On 10 April 2025, former Nominated Member of Parliament (NMP) Calvin Cheng posted on Facebook recounting a meeting with two senior Ustazs, during which he said he had expressed “deep remorse” over remarks that had caused significant offence within Singapore’s Muslim community.
He met with two senior Ustazs at Yusof Ishak Mosque and publicly acknowledged that his comments, while meant in jest, had caused “hurt and anger.”
Three days earlier, however, Cheng had instructed lawyers to issue legal threats to media outlet The Online Citizen (TOC) and several individuals. The letter demanded retractions and apologies for characterising him as Islamophobic and a threat to racial harmony. Cheng has since continued to pursue legal action.
Despite the seemingly contradictory messages — an apology on one hand, a lawsuit on the other — Cheng has not faced any known legal proceedings or formal investigation, although police reports have been lodged and the Islamic scholars’ body PERGAS publicly called for accountability.
Contrast this with the case of rapper and activist Subhas Nair, who served a six-week jail sentence beginning in February 2025.
Nair was convicted of attempting to promote ill will between racial and religious groups through online comments made between 2019 and 2021.
Nair’s offences included commentary on racial bias in policing and judicial leniency.
He referenced a viral video made by Chinese Christian individuals, alleging that Malay Muslims would have been treated more harshly for similar content. He also posted a criticism comparing media coverage and legal outcomes between Chinese and Indian suspects in high-profile cases.
While Nair argued in court that his intention was to highlight inequality, not promote hostility, the High Court upheld his conviction.
Justice Hoo Sheau Peng said Nair’s explanations were “disingenuous” and his posts likely to incite ill will between communities.
The court held that malicious intent was not necessary under the law, and his repeated posting after receiving a conditional warning showed disregard for legal boundaries. The comments, though presented as activism, crossed the line into unlawful speech, the court ruled.
Throughout the proceedings, Nair did not offer a public apology or meet with representatives of the communities said to be affected by his words — though it is unclear whether such opportunities were available to him, or who within the Chinese Christian community could have acted as a representative body to receive such an apology.

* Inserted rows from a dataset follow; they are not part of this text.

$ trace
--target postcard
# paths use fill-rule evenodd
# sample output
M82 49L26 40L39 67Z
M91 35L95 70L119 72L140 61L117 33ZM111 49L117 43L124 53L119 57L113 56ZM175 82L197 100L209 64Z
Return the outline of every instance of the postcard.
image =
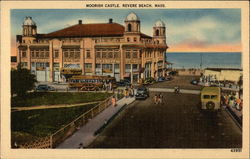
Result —
M249 158L247 1L4 1L2 158Z

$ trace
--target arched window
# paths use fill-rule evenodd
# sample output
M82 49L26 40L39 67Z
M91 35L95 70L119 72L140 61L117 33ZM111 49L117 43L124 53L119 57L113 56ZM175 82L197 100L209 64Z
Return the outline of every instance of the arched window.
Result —
M159 33L159 30L158 30L158 29L156 29L156 31L155 31L155 35L156 35L156 36L159 36L159 34L160 34L160 33Z
M131 24L128 24L128 31L132 31L132 25Z

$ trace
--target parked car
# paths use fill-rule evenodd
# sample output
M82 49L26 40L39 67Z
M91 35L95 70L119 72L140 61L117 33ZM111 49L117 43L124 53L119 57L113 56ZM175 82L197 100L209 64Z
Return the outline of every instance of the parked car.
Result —
M146 99L149 97L149 91L146 87L139 87L135 99Z
M119 82L116 82L116 85L117 85L118 87L126 87L126 86L130 86L131 83L130 83L130 81L128 81L128 80L121 80L121 81L119 81Z
M178 75L178 72L177 71L170 71L168 74L171 76L175 76L175 75Z
M47 92L47 91L55 91L55 88L53 86L49 86L47 84L39 84L36 87L36 92Z
M165 77L165 81L171 81L172 79L172 77Z
M197 81L197 80L192 80L190 83L193 84L193 85L197 85L197 84L199 83L199 81Z
M152 77L149 77L145 79L143 84L147 85L147 84L153 84L153 83L155 83L155 79Z
M159 77L159 78L157 79L157 82L163 82L163 81L165 81L165 77Z

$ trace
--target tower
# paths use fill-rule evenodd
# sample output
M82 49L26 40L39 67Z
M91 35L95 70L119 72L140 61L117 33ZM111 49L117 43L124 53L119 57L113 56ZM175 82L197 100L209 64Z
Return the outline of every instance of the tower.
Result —
M140 19L131 12L125 19L125 41L126 42L139 42L140 40Z
M166 27L161 20L156 21L154 24L153 39L156 44L166 44Z
M129 13L125 19L125 32L140 32L140 19L134 12Z
M35 36L37 34L36 23L32 17L26 17L23 22L23 36Z

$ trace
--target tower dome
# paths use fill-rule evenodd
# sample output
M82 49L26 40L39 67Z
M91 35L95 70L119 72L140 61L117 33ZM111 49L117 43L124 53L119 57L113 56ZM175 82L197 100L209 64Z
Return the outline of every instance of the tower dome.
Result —
M129 13L125 20L126 21L140 21L139 17L134 12Z
M165 27L165 23L161 20L155 22L155 27Z
M36 23L32 20L32 17L26 17L23 21L23 25L36 25Z

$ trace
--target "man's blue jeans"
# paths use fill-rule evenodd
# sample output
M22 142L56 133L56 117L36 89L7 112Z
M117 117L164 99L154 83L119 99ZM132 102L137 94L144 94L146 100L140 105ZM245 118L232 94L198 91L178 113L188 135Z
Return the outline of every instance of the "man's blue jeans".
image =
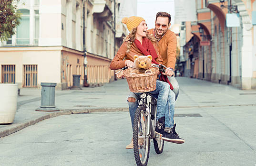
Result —
M166 127L172 128L174 125L174 110L175 107L175 94L170 89L170 85L167 83L156 80L155 90L151 92L151 93L155 94L157 97L156 120L163 116L165 117L164 125ZM129 102L129 111L132 127L133 129L133 120L135 112L139 106L140 93L130 92L128 97L136 99L135 102Z

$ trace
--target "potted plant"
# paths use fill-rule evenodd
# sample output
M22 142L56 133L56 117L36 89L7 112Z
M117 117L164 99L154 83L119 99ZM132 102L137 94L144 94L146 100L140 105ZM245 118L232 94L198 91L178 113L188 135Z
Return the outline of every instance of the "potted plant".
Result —
M0 83L0 124L14 120L18 100L18 83Z

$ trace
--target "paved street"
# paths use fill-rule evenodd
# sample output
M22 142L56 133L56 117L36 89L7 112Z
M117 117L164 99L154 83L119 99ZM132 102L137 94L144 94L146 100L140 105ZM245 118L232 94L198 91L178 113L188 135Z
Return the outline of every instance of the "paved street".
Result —
M148 165L255 166L256 91L177 79L181 90L175 109L176 131L185 142L165 143L160 155L156 154L152 143ZM94 89L95 93L88 92L93 92L89 89L57 92L56 105L62 109L79 102L102 107L113 105L116 111L61 115L2 138L0 165L135 165L133 150L125 149L132 137L129 112L114 109L127 106L125 83L124 80L114 82ZM124 88L125 92L121 92ZM87 92L82 93L85 91ZM75 101L74 96L82 96L94 99L83 100L84 103ZM66 105L58 105L61 100ZM32 110L39 102L24 104L19 110Z

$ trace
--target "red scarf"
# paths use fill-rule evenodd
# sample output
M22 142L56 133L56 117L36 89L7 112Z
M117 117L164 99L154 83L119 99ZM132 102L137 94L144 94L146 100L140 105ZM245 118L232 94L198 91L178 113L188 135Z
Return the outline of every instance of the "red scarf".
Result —
M142 45L141 45L141 42L136 39L135 39L134 42L137 48L138 48L142 54L145 56L151 55L151 56L152 56L152 62L155 64L158 64L156 60L158 56L157 56L157 54L156 54L156 52L155 51L155 49L154 49L153 45L148 38L146 37L143 38ZM167 75L161 74L160 81L167 83L170 85L171 89L172 90L174 89L174 87L168 79Z

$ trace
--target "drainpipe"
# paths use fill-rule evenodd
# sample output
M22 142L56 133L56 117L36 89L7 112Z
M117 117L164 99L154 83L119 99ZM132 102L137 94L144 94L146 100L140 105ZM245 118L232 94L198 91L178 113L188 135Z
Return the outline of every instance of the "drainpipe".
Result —
M89 84L87 83L87 72L86 71L86 67L87 65L87 61L86 55L87 54L87 52L86 51L86 46L85 45L85 12L86 12L86 16L87 15L87 0L83 0L82 2L82 17L83 17L83 28L82 28L82 43L83 43L83 52L84 53L83 55L83 68L84 72L84 75L83 79L83 86L84 87L89 87ZM85 4L86 3L86 5ZM86 8L85 8L86 7Z
M114 56L115 55L115 0L114 0ZM115 73L115 71L114 71ZM114 75L114 80L117 80L116 75Z
M231 0L230 0L230 2L229 1L228 1L228 5L231 5ZM228 13L231 13L229 10L228 10ZM229 40L230 40L230 43L229 43L229 80L227 81L227 84L229 85L229 83L231 83L231 52L232 51L232 28L228 28L228 29L229 30Z

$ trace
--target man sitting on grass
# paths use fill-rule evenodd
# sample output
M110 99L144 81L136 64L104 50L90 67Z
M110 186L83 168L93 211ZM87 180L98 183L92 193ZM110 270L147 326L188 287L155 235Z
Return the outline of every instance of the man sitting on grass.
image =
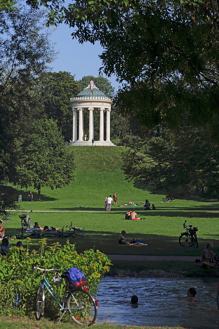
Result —
M42 229L41 229L39 227L34 227L34 228L26 229L26 232L27 233L36 233L37 231L40 232L45 232L46 231L59 231L59 228L56 228L55 227L53 227L53 226L49 227L48 226L44 226Z
M128 240L130 240L130 242L132 242L133 239L126 239L125 237L125 236L126 234L125 231L122 231L121 234L119 237L119 240L118 243L119 244L129 244L130 245L131 243L128 242Z
M133 209L131 214L131 219L133 220L137 220L138 219L145 219L145 218L138 218L137 217L137 213Z

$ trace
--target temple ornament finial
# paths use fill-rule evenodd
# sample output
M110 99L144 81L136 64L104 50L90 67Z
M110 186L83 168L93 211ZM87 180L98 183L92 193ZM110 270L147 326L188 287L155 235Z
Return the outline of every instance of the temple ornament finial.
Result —
M84 88L83 89L85 90L85 89L97 89L98 90L99 90L99 88L97 88L97 87L94 85L94 83L92 80L90 81L90 83L88 85L87 87L86 88Z

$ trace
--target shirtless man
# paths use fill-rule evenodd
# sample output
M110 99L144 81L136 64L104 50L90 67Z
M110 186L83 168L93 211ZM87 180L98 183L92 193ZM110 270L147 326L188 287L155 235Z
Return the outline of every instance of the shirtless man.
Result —
M132 213L131 213L131 219L133 220L137 220L138 219L145 219L145 218L141 218L140 217L138 218L137 217L137 213L133 209Z
M2 225L2 222L0 220L0 238L2 239L5 236L5 228Z
M120 235L119 237L119 240L118 241L118 243L119 244L129 244L130 245L130 243L128 242L128 240L130 240L131 241L132 241L133 239L126 239L125 237L125 236L126 234L126 232L125 231L122 231L121 232L121 234Z
M214 245L212 242L208 242L206 248L204 249L202 253L201 265L205 268L215 267L218 266L214 258L216 254L211 250L213 247Z

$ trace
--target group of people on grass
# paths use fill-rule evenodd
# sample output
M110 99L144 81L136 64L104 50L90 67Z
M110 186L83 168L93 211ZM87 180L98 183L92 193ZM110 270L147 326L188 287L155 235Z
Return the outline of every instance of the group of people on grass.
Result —
M56 228L53 226L48 226L45 225L43 228L40 227L38 222L35 222L33 228L26 229L26 232L27 233L36 233L38 232L45 232L48 231L59 231L59 228Z
M113 200L114 201L114 205L116 205L117 206L117 197L116 196L116 193L115 192L112 196L113 197ZM109 197L107 197L105 199L105 202L104 204L104 207L106 209L106 211L110 211L111 210L111 206L112 205L112 202L113 199L112 198L112 196L111 195L110 195Z

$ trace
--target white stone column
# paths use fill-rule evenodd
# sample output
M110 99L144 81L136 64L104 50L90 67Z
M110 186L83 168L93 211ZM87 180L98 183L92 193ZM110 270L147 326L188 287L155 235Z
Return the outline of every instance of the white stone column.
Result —
M103 107L100 109L100 142L104 140L104 113L105 109Z
M73 125L72 129L72 140L77 140L77 110L73 109Z
M93 139L93 108L88 107L89 111L89 138L88 142L91 142Z
M107 112L106 142L110 142L110 112L111 110L108 109Z
M79 113L78 140L82 142L83 141L83 109L79 108L78 111Z

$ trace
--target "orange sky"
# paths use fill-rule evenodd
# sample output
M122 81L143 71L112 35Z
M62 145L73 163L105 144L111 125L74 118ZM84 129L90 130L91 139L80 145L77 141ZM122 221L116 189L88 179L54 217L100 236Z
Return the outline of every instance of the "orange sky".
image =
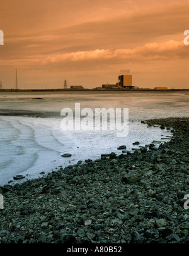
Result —
M6 0L3 88L94 88L129 72L140 88L189 88L188 0ZM122 72L122 73L121 73Z

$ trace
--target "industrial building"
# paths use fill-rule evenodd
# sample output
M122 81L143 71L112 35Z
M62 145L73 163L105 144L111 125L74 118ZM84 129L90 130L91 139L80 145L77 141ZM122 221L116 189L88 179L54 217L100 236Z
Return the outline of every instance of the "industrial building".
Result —
M132 89L132 75L122 75L118 76L118 85L121 87L123 87L125 89Z
M107 83L106 85L102 85L101 88L102 89L105 90L116 90L118 89L118 87L117 85L110 85Z
M84 88L82 85L71 85L70 87L70 88L75 90L84 90Z
M168 90L168 87L155 87L154 90Z
M115 85L112 84L103 84L102 85L102 90L122 90L122 89L136 89L132 85L132 75L122 75L118 76L118 82Z

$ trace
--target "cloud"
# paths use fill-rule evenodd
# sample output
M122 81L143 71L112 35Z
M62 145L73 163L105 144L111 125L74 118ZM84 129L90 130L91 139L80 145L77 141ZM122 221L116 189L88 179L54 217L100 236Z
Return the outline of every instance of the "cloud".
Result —
M186 58L188 57L187 49L183 41L169 40L163 43L156 42L146 44L143 46L133 49L96 49L94 51L78 51L76 52L57 54L48 56L42 61L43 64L91 62L111 60L119 61L129 60L132 62L146 61L158 59L171 59L175 58Z

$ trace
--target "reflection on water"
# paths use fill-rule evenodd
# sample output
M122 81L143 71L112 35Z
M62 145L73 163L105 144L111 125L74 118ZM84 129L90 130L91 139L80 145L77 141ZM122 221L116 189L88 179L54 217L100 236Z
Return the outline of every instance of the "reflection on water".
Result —
M184 92L3 92L0 94L0 185L18 174L35 177L44 171L93 160L101 154L121 154L117 147L132 143L139 146L161 140L169 131L147 128L142 119L188 116L189 94ZM129 108L129 128L126 138L116 131L62 131L60 111L97 107ZM18 115L19 114L19 115ZM71 158L63 159L62 153Z

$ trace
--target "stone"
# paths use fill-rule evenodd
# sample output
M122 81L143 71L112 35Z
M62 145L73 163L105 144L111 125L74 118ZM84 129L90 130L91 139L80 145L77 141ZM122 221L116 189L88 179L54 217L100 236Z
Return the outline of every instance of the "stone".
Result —
M165 227L168 225L168 221L164 219L159 219L156 221L158 228Z

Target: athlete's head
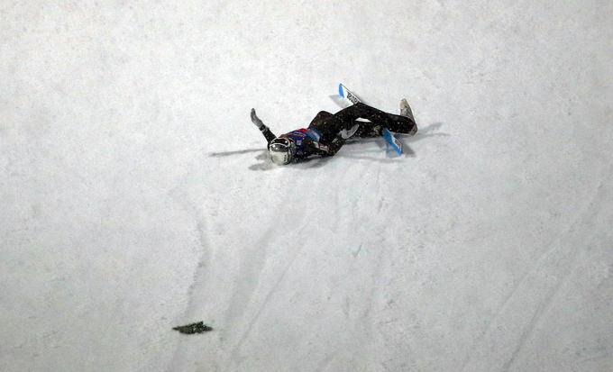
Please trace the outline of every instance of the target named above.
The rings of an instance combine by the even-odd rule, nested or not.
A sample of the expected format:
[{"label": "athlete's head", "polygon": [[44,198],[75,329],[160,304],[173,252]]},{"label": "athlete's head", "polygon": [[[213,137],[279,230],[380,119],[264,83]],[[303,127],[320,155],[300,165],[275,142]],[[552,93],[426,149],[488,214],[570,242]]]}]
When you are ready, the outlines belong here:
[{"label": "athlete's head", "polygon": [[279,165],[289,164],[294,159],[296,144],[287,137],[277,137],[269,144],[269,154],[273,163]]}]

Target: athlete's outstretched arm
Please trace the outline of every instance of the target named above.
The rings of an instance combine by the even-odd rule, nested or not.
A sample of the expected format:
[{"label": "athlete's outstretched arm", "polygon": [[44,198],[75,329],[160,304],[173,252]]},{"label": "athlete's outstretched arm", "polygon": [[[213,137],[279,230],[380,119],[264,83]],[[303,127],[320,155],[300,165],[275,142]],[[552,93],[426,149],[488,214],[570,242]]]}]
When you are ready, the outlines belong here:
[{"label": "athlete's outstretched arm", "polygon": [[266,141],[270,143],[272,140],[277,138],[276,135],[270,132],[270,129],[267,127],[264,122],[258,117],[258,115],[255,113],[255,109],[252,109],[252,122],[255,124],[255,126],[258,127],[260,132],[261,132],[261,134],[264,135],[264,138],[266,139]]}]

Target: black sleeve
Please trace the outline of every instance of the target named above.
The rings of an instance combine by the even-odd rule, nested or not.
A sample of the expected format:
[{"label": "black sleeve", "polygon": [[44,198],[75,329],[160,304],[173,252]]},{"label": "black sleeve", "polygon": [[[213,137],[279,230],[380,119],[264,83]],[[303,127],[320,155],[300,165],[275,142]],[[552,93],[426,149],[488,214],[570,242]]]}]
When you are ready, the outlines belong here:
[{"label": "black sleeve", "polygon": [[277,136],[274,135],[272,133],[272,132],[270,132],[270,129],[269,127],[267,127],[266,125],[262,125],[261,127],[260,127],[260,132],[261,132],[261,134],[264,135],[264,138],[266,139],[266,141],[269,144],[270,144],[270,141],[272,140],[277,138]]}]

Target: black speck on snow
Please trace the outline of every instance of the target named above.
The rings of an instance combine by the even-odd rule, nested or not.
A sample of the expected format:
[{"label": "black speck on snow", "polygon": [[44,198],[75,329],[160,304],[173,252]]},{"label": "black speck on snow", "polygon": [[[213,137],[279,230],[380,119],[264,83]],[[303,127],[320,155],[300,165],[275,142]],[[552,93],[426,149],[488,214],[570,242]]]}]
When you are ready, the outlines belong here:
[{"label": "black speck on snow", "polygon": [[198,322],[188,325],[179,325],[178,327],[173,328],[173,330],[178,331],[179,332],[184,334],[195,334],[213,331],[213,328],[209,327],[208,325],[203,324],[202,322]]}]

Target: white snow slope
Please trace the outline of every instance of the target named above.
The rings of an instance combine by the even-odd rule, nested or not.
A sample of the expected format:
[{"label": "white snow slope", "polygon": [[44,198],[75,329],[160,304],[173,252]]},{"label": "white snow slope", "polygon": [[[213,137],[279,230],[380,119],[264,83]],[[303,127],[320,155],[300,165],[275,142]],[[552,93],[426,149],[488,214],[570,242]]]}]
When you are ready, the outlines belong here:
[{"label": "white snow slope", "polygon": [[[612,14],[3,1],[0,370],[613,370]],[[273,167],[338,82],[406,154]]]}]

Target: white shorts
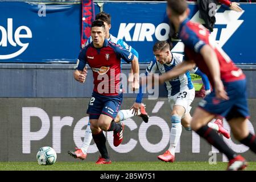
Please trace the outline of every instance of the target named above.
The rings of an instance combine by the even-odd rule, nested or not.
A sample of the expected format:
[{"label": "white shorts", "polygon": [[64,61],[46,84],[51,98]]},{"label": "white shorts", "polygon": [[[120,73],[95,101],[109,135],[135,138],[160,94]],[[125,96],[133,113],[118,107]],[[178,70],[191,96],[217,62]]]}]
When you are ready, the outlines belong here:
[{"label": "white shorts", "polygon": [[195,88],[183,89],[174,96],[168,96],[168,98],[172,110],[174,105],[178,105],[185,109],[185,113],[188,113],[192,108],[190,105],[195,98]]}]

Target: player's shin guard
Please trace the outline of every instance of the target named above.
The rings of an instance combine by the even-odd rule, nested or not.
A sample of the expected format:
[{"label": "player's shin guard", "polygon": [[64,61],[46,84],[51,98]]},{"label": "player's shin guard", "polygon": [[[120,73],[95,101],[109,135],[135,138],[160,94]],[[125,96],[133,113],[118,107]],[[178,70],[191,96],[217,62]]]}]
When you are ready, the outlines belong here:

This leads to an uncomfortable but necessary question:
Who gets to apologise — and who doesn’t?
Cheng’s remarks, also directed at individuals from a minority community, were described by Minister Masagos Zulkifli as “uncivil” and “deeply hurtful.”
PERGAS condemned his comments. And yet, the apology, the mosque meeting, and the framing of the remarks as a misjudged “joke” appeared to neutralise further institutional consequences.
On the other hand, no religious body or Cabinet minister offered a path for reconciliation to Subhas Nair. There was no stage set for remorse. No symbolic meeting. No possibility of “resetting” the damage.
One might ask — sarcastically or not — should Nair have sought forgiveness from the police or the Chinese Christian community? Would it have made a difference?
Or was the space for apology never offered because the nature of his criticism — aimed at state institutions and systemic inequality — was too politically charged?
Cheng publicly criticised activists; Nair publicly criticised power.
The law is applicable to both.
But only one was given a cultural and political path to express contrition, however calculated it may have seemed. For the other, even raising questions of unequal treatment became part of the charge sheet.
While free speech in Singapore is bounded by laws designed to protect communal harmony, the process of accountability appears far from uniform.
Whether someone is punished, forgiven, or merely warned may depend less on what is said than who is speaking, who is offended, and who has the power to accept an apology.
In the end, Cheng walks a complex line between remorse and retaliation.
Nair, meanwhile, served time for trying to speak about that very imbalance.